Figures & data
Figure 1. Mouse study reveals that excess IC31 is necessary for modulation of the H4 response. H4-specific IFNγ response was measured in Day 36 splenocytes after 2 intramuscular (IM) immunizations in right and left quadriceps (Day 0 “priming” and Day 21 “boost”) with H4-IC31 formulations. Formulations were prepared prior to each injection by mixing 2 concentrations of H4 (50 µg/mL or 1µg/mL) with serial dilutions of IC31 in a 1:4 volumetric ratio on a rotator. The total volume of formulations used for each injection was 50 µL. Statistical analysis was performed with the SAS® Software version 9.2 at an α risk of 5% for the main effects and 10% for the interaction effects. Comparison of H4-IC31 formulations with the minimal formulation was performed based on an ANOVA model. A mixed model with IC31 doses (log10) as fixed factors was used with Dunnett adjustment. Bars represent the geometric mean titers of IFNg responses in each group. White circle symbols represent individual IFNg responses in each group.

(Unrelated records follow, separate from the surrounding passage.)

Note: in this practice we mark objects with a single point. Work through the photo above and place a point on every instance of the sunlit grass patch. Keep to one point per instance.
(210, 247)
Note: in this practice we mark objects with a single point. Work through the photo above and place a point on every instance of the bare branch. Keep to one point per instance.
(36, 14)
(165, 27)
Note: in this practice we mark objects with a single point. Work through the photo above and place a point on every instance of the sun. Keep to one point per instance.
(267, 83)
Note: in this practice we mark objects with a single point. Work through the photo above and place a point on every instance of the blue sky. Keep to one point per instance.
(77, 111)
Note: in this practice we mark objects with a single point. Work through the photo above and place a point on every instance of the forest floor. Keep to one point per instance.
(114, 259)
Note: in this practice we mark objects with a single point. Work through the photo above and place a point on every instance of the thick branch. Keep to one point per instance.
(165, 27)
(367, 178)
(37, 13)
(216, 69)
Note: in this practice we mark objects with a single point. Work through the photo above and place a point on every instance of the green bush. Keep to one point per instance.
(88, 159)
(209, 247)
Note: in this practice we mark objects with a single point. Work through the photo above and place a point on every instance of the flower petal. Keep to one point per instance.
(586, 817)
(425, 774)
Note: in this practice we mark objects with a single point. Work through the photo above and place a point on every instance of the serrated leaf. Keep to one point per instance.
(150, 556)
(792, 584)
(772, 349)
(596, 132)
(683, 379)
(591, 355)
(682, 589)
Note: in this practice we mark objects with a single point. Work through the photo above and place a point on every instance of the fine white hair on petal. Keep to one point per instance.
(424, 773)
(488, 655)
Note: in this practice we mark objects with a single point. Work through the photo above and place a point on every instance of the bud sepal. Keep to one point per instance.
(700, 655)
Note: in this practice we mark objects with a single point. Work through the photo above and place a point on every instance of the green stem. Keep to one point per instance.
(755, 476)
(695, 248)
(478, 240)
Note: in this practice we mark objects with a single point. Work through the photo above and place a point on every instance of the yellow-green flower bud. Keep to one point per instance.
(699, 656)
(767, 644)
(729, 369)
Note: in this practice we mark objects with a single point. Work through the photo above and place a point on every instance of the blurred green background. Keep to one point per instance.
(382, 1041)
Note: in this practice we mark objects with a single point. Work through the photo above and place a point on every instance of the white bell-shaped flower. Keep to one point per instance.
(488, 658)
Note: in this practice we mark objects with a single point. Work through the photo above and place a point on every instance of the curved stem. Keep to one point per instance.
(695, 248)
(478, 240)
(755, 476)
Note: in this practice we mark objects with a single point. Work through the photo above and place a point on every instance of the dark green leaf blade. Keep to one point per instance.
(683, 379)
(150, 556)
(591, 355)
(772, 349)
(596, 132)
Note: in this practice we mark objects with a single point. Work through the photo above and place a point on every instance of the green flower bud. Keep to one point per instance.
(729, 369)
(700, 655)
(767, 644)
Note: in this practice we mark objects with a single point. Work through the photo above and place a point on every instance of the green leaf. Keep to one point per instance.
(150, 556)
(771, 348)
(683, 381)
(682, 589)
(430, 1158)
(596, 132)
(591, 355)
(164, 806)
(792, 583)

Figure 2. Modulation of H4 response by IC31 in hWB over an extended incubation period. Fresh blood was collected into heparinized 10 mL tubes from selected healthy BCG-vaccinated or Tuberculosis Skin Test positive volunteers. H4-IC31 formulations were prepared by mixing H4 (diluted in serum-free medium to 1 µg/mL, 0.1 µg/mL, or 0.01 µg/mL) with IC31 (diluted in serum-free medium to 10 nmol/mL) in a 1:4 volumetric ratio on a rotator. The mixed product was shown to remain stable for up to 24 hours at room temperature. Upon preparation, formulations were immediately added in 6 replicates on 96-well, U-bottom plates (100 µL/well). hWB (10-fold diluted) was mixed freshly with the formulations on the plates (within 24 hours of plating the formulations), resulting in an additional 2-fold dilution of the blood and formulations. IFNγ responses were measured at time points of Day 6 (D6) or Day 12 (D12) in supernatants of treated hWB cultures. For each formulation containing IC31, 2 observations were made per subject as 2 IC31 lots were tested per formulation. Statistical regressions were performed with JMP Statistical Discovery Software version 7.0.1 using ordinary least squares with a Restricted Maximum Likelihood (REML) mixed model. Differences in immune responses were considered to be significant when p values of less than 0.05 were obtained: (A) D6 and D12 responses to H4-IC31 formulations containing a constant concentration of IC31 and 3 titrations of H4. H4-TLR4-Adjuvant was used as an internal positive control. The cultures were harvested and replenished on D6 with serum-free medium (n = 4); (B) D12 responses to H4 antigen at 3 dosages formulated with or without IC31 adjuvant. The cultures were not harvested or replenished on D6 for the last 3 subjects (n = 7).
Figure 3. hWBA confirms the importance of excess IC31 for the optimal modulation of H4 response. ELISA analysis of IFNγ responses measured in supernatants of hWB cultures 10 d post-treatment with H4-IC31 formulations containing a constant dose of H4 and various doses of IC31 (n = 5). Formulations were prepared by mixing H4 (5 µg/mL) with serial dilutions of IC31 in a 1:4 volumetric ratio on a rotator. This was followed by a 10-fold dilution of formulations in serum-free medium. Upon preparation, formulations were immediately added in 6 replicates on 96-well, U-bottom plates (100 µL/well). hWB (10-fold diluted) was mixed freshly with the formulations on the plates (within 24 hours of plating the formulations), resulting in an additional 2-fold dilution of the blood and formulations. The cultures were harvested and replenished on D6 with serum-free medium. 'Limiting dose' where adjuvant amount was 0.5 and 0.2-fold below 100% H4 adsorption; 'minimal dose' consisting of minimum amount of adjuvant required for 100% H4 adsorption; and 'excess dose' consisting of IC31 in 9-, 29-, and 70-fold higher than required for 100% H4 adsorption. Controls: H4 (0.05 µg/mL), IC31 (4 nmol/mL), Phytohemagglutinin (PHA, 5 µg/mL).
Figure 4. The Surface charge of formulations switches from negative to positive when IC31 is greater than 9 fold in excess. The ζ potential of formulations containing different H4-IC31 ratios expressed as IC31 fold excess was measured by phase analysis light scattering on a ZetaPALS (Brookhaven Instruments, Holtsville, NY). The dotted line represents the ζ potential value of IC31 in the absence of H4.